I brush every night and his coat is Gorgeous! I'm going to try and get a shot side on and brushed to see the gleam, but It's raining *again* today. I call the brushing sessions Tribbling :laugh: I can sink my fingers into his ruff. The regular brushing and bathing has paid off. He *loves* brushing, and he will climb into the tub on his own. That's nice because he passed the "easy to lift" stage a long while back 

Next goal is teaching him the Stack or show pose. He's such a floppy dog! I call him Round Heels because he'd rather be on his back getting a rub than posing for anything. Standing up is *far* too much work. We have finally really nailed the Recall in the wild though. The both of them impress people in the Bush or at the Beach by the way they will come straight back to me no matter what to Sit or Down on command. So far his repertoire includes, Shake (either paw), Sit, Down, Stand, Stay (in all three positions), Come, Roll Over (left AND right), Twirl (left and right), Go to your mat, Hold (an object), Retrieve and Release, and the pair of them know Left, Right, Stop, and Back Up, when they are walking either side of me.

We have NOT mastered Heel yet or walking at Heel off the lead. His Nose still rules his Brain. We'll work on it.

Swimming is getting better still and he can take waves on the leap, and surf them back in to the beach. He can hold his position in the water while searching for the object too, beach or river pool.

In any case, Happy Birthday Bear! 

Flickr set of Bear...

Happy Birthday Bear! - a set on Flickr

Breakfast Time. Please excuse the excitement  Breakfast is a big event...










I *am* going with you!










Compared to my Size 13's..










After the Beach, and out for the count.


----------



## Bear GSD (Apr 12, 2012)

My Bear says "Happy Birthday" to your Bear.
He's a great looking guy!


----------



## 1sttimeforgsd (Jul 29, 2010)

Happy Birthday handsome, wishing for you many, many more. Both of your babies are beautiful, thanks for sharing. :birthday:


----------



## FrankieC (Aug 15, 2012)

Best wishes to Bear on the big day!


----------



## GSDGunner (Feb 22, 2011)

And my birthday boy wishes your Bear a :birthday:


----------



## Sol's Amigos (Sep 13, 2012)

Happy Birthday Bear!










We have a “Bear” too – Posted over in the welcome section (Hello from Florida)!


----------



## Oskar der Drachen (Oct 28, 2011)

GSDGunner said:


> And my birthday boy wishes your Bear a :birthday:


Happy Birthday back at'cha! I enjoy reading Gunner stories. I'd love to meet him, but prooooobably not going to happen with you Northern Hemisphere people!


----------



## Oskar der Drachen (Oct 28, 2011)

Thanks for the Birthday wishes everyone! I'll give him an extra hug :wub: for each reply...

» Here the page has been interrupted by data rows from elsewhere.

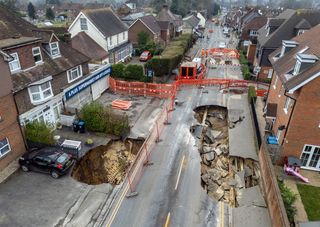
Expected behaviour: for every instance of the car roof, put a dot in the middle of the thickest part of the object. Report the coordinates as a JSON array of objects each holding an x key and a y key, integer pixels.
[{"x": 44, "y": 152}]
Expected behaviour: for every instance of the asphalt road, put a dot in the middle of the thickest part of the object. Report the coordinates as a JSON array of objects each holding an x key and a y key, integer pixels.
[{"x": 170, "y": 193}]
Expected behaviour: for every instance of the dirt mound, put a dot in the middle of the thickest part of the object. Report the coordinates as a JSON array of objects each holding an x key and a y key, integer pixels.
[{"x": 106, "y": 164}]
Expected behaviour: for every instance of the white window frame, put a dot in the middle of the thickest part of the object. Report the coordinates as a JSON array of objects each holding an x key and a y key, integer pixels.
[
  {"x": 83, "y": 24},
  {"x": 52, "y": 49},
  {"x": 40, "y": 93},
  {"x": 7, "y": 145},
  {"x": 15, "y": 57},
  {"x": 297, "y": 68},
  {"x": 77, "y": 69},
  {"x": 287, "y": 105},
  {"x": 37, "y": 48},
  {"x": 275, "y": 82}
]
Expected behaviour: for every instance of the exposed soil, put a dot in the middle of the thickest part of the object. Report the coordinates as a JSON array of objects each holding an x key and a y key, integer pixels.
[
  {"x": 221, "y": 175},
  {"x": 106, "y": 164}
]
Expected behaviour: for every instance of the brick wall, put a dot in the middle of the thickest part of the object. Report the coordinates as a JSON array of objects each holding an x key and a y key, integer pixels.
[
  {"x": 304, "y": 125},
  {"x": 58, "y": 83},
  {"x": 9, "y": 128},
  {"x": 251, "y": 53},
  {"x": 271, "y": 190},
  {"x": 25, "y": 55},
  {"x": 134, "y": 31}
]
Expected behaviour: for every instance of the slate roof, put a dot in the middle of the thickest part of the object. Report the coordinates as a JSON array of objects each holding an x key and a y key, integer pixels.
[
  {"x": 191, "y": 20},
  {"x": 87, "y": 46},
  {"x": 151, "y": 23},
  {"x": 283, "y": 65},
  {"x": 106, "y": 21},
  {"x": 51, "y": 67},
  {"x": 287, "y": 28}
]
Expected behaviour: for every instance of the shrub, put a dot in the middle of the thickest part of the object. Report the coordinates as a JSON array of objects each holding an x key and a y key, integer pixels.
[
  {"x": 288, "y": 198},
  {"x": 93, "y": 114},
  {"x": 105, "y": 120},
  {"x": 39, "y": 132},
  {"x": 118, "y": 70},
  {"x": 252, "y": 94}
]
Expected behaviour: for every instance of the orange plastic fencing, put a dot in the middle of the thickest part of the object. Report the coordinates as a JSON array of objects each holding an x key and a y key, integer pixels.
[{"x": 142, "y": 158}]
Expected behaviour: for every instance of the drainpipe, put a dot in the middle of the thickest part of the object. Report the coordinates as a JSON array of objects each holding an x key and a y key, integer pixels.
[
  {"x": 294, "y": 105},
  {"x": 18, "y": 120}
]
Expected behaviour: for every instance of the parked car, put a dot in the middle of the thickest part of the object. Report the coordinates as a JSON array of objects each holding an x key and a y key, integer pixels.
[
  {"x": 222, "y": 45},
  {"x": 145, "y": 56},
  {"x": 47, "y": 160}
]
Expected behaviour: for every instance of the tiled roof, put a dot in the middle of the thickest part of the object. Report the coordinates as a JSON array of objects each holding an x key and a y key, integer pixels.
[
  {"x": 51, "y": 67},
  {"x": 287, "y": 29},
  {"x": 87, "y": 46},
  {"x": 308, "y": 41},
  {"x": 151, "y": 22},
  {"x": 106, "y": 21}
]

...It will be a burden, but someone's got to do it! :laugh:

I'll see if I can get a Birthday Hat picture, but he ate the last hat I put on him so no promises.


----------



## gmcwife1 (Apr 5, 2012)

Happy Birthday Bear!!!!


----------



## Sunflowers (Feb 17, 2012)

Happy birthday, Bear, you handsome boy, you!


----------



## Loneforce (Feb 12, 2012)

:birthday:* Bear!!*


----------



## KentuckyGSDLover (Nov 17, 2011)

My first GSD was named Bear. Fond memories. Happy birthday to your Bear!


----------



## Oskar der Drachen (Oct 28, 2011)

As long promised, Wave Jumping!

Here is Bear out doing his most favourite thing aside from chasing bunnies.

Apologies for the quality it was my phone and not the camera!

Bear Surfing | Flickr - Photo Sharing!

This was the third swim, and we went on for another dozen. Good sleeping when we got home too.


----------



## Jag (Jul 27, 2012)

Happy Birthday, Bear! You've changed SO much! What a very handsome boy you are!!


----------



## Oskar der Drachen (Oct 28, 2011)

Thank you very much on behalf of someone who types with his nose... :laugh:

Love that Pup :wub:


----------